It feels churlish to complain about a playwright being too ambitious. But Anchuli Felicia King doesn’t make it easy to resist the temptation with her new play receiving its American premiere courtesy of Manhattan Theatre Club. This convoluted effort interweaving corporate intrigue, legal machinations and family drama becomes further burdened with its explorations of the vagaries of the art of translation. Throughout the play, an onstage character known only as “The Translator” (Fang Du) attempts to translate what the characters are saying to each other and also what they’re not saying. If only he could have made what’s actually going on more coherent.
Resembling the artistic love child of David Mamet and Tom Stoppard, Golden Shield is loosely based on real-life events. The story, spanning a decade, takes place in a multiplicity of settings, including Washington, D.C., China, Dallas, Palo Alto and Melbourne. The action goes back and forth in time, and several of the actors confusingly play multiple roles. Forget a scorecard; this play requires a syllabus.
The plot revolves around a class action lawsuit filed against a multinational technology corporation by a group of Chinese dissidents. Taking advantage of an obscure law dating back to pirate days, co-lead counsel Julie Chen (Cindy Cheung) attempts to seek financial restitution from ONYS Systems, led by the overbearing Marshall (Max Gordon Moore). ONYS was hired by the Chinese government to increase the efficiency of its internet, and in the process created a system that made it easier to monitor and censor dissent.
Although Julie was born in China, her knowledge of Mandarin is scant. So she turns to her younger sister Eva (Ruibo Qian) to serve as her translator when dealing with the government authorities and a Chinese professor (Michael C. Liu) who was imprisoned for five years for his efforts to counter govenrment repression. The sisters’ relationship has been strained for years, and Julie is unaware of Eva’s making ends meet by being a sex worker. In the course of the legal machinations, Eva has a fling with the female Australian manager (Gillian Saker) of an organization devoted to internet freedom.
Got all that? Because there’s a lot more, including the fact that Julie’s law partner Richard (Daniel Jenkins) is one of Eva’s longtime clients. Indeed, there’s so much going on in this convoluted effort that none of its plot elements or themes are satisfactorily developed. You can see what the playwright, who displays a gift for sharp-edged comic dialogue, is going for, but it seems apparent that the material would have been better served in a novel. It doesn’t help that not one of the characters proves particularly likeable, with the endlessly expletive-shouting, obnoxious Marshall seeming to have wandered in from a production of Glengarry Glen Ross.

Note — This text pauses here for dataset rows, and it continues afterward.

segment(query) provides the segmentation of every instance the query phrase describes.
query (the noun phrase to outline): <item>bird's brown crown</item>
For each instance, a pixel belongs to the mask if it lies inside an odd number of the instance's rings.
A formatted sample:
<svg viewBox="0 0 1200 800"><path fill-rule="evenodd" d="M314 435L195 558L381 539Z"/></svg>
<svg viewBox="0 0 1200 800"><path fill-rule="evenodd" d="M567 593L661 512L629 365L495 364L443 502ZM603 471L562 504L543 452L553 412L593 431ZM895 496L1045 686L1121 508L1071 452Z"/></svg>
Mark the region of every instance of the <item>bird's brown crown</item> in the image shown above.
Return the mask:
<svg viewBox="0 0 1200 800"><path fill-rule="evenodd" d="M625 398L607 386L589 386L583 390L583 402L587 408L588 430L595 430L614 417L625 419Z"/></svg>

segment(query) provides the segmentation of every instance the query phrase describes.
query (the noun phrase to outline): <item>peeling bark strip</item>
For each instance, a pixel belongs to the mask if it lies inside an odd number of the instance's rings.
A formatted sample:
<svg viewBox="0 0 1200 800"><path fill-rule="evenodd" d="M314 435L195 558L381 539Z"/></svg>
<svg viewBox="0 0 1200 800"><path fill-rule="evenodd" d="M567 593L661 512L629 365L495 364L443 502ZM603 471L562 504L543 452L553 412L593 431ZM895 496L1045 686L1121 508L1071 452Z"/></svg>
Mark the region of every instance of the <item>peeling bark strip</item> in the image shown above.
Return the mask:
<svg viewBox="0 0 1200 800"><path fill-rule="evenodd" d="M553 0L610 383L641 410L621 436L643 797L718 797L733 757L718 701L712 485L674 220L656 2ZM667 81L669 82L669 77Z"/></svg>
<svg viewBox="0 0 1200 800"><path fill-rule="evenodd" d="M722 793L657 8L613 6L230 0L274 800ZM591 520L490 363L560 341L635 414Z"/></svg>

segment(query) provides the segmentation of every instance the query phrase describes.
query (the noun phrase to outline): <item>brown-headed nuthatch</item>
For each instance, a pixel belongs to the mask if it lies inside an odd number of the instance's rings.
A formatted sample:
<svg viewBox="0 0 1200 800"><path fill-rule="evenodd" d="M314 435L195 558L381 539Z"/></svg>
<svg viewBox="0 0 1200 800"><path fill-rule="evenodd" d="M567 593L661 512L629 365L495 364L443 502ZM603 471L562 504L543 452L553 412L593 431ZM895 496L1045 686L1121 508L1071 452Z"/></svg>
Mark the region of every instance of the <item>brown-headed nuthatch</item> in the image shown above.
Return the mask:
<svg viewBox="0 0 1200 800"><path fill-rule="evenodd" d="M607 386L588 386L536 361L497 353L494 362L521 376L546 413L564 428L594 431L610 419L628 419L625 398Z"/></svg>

The play’s chief conceit is the Translator (played with impish charm by Fang Du), who serves as both narrator and occasional character while frequently reminding us of the subjectivity of his profession. But even that device becomes laborious, not only because much of the dialogue is delivered in both Chinese and English, resulting in long, drawn out stretches (you feel every minute of the production’s two-and-a-half hour running time), but also an excessive cutesiness that becomes grating. By the time he addresses the audience, “Don’t mind me, I’m just a translator” and gives us a big wink, you’ve long come to desperately wish for supertitles.
Director May Adrales ultimately proves unable to clarify the narrative complexity, while the hard-working performers struggle to provide depth to the thinly drawn characters. You can feel their efforts, and the strenuous effort of the writing, so vividly that by the end of the evening you’re the one left exhausted.